Les moyens sont financiers mais aussi rhétoriques : occultation, dénégation, banalisation, euphémisation. L'occultation, ce sont les plaquettes d'information restées dans les armoires des mairies pour ne pas effrayer les populations, comme le montre Brigitte Chevet à Brennilis. C'est affirmer que les risques sont maî­trisés sans jamais évoquer la nature de ces risques. La dénégation, c'est le fameux nuage de Tchernobyl bloqué à nos frontières. La banalisation, c'est comparer les dangers de la radioactivité avec ceux du tabac... ou du « sel de cuisine » !!! C'est affirmer que la production de déchets nucléaires s'élève à moins d'un kilo par habitant et par an... comme s'il s'agissait d'un kilo d'épluchures de pa­tates ! L'euphémisation, c'est présenter le nucléaire comme une éner­gie « durable » – les ressources en ura­nium sont-elles donc inépuisables ? –, c'est parler de « recyclage » au lieu de retraitement, alors que l'en­quête diffusée mardi sur Arte le révèle : 90 % du combustible « recyclé » n'a pour l'heure trouvé aucun emploi... « Les communicants se com­portent comme des gendarmes du langage », note Esther Hoffenberg, également inquiète du fait qu'ils visent spécialement le jeune public.

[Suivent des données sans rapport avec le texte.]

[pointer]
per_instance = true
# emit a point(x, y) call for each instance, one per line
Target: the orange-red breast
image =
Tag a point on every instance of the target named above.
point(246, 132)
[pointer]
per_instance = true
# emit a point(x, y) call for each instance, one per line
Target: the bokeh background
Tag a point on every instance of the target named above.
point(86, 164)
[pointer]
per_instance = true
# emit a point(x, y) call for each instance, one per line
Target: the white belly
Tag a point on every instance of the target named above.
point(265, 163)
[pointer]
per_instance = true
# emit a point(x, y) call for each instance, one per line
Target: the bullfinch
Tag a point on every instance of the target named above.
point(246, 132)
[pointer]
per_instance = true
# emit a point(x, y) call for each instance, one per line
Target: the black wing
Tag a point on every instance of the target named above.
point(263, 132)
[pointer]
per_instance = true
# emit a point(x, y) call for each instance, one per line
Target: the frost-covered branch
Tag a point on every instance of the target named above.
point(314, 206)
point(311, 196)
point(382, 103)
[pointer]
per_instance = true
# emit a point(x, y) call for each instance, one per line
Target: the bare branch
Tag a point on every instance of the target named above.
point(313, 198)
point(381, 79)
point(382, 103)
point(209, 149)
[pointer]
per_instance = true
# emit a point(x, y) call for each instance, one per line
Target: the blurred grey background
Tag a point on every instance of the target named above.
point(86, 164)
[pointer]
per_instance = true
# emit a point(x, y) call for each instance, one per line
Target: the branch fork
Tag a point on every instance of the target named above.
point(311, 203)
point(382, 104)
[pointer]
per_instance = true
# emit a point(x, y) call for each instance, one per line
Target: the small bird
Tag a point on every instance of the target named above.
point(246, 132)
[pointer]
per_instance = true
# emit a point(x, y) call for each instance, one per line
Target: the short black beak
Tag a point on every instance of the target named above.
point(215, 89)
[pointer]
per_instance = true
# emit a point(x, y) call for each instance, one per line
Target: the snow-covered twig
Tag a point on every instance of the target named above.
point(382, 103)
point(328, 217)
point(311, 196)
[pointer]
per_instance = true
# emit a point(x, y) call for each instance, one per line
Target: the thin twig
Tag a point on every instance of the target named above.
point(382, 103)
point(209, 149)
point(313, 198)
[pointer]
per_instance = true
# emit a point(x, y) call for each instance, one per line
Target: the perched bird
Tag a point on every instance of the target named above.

Tandis que les manuels scolaires préoccupés de réchauffement clima­tique célèbrent l'énergie qui a assuré l'indépendance énergétique de la France, des belles affiches d'Areva sont envoyées dans les collèges sans que les enseignants aient rien demandé, des partenariats sont noués avec des publications destinées aux enfants ou aux ados (Mon quotidien, Les Clés de l'actualité) pour y glisser les mêmes « informations »...

Alors, « pro » ou « anti » ? « Ce n'est pas la question, on est tous ensemble dedans », résume Esther Hoffenberg. A défaut de résoudre les questions anthropologiques que posent son irréversibilité, ses déchets qu'il faudra surveiller pendant des centaines et des milliers d'années, il est urgent de faire du nucléaire un objet du débat politique. De relever le défi de la démocratie.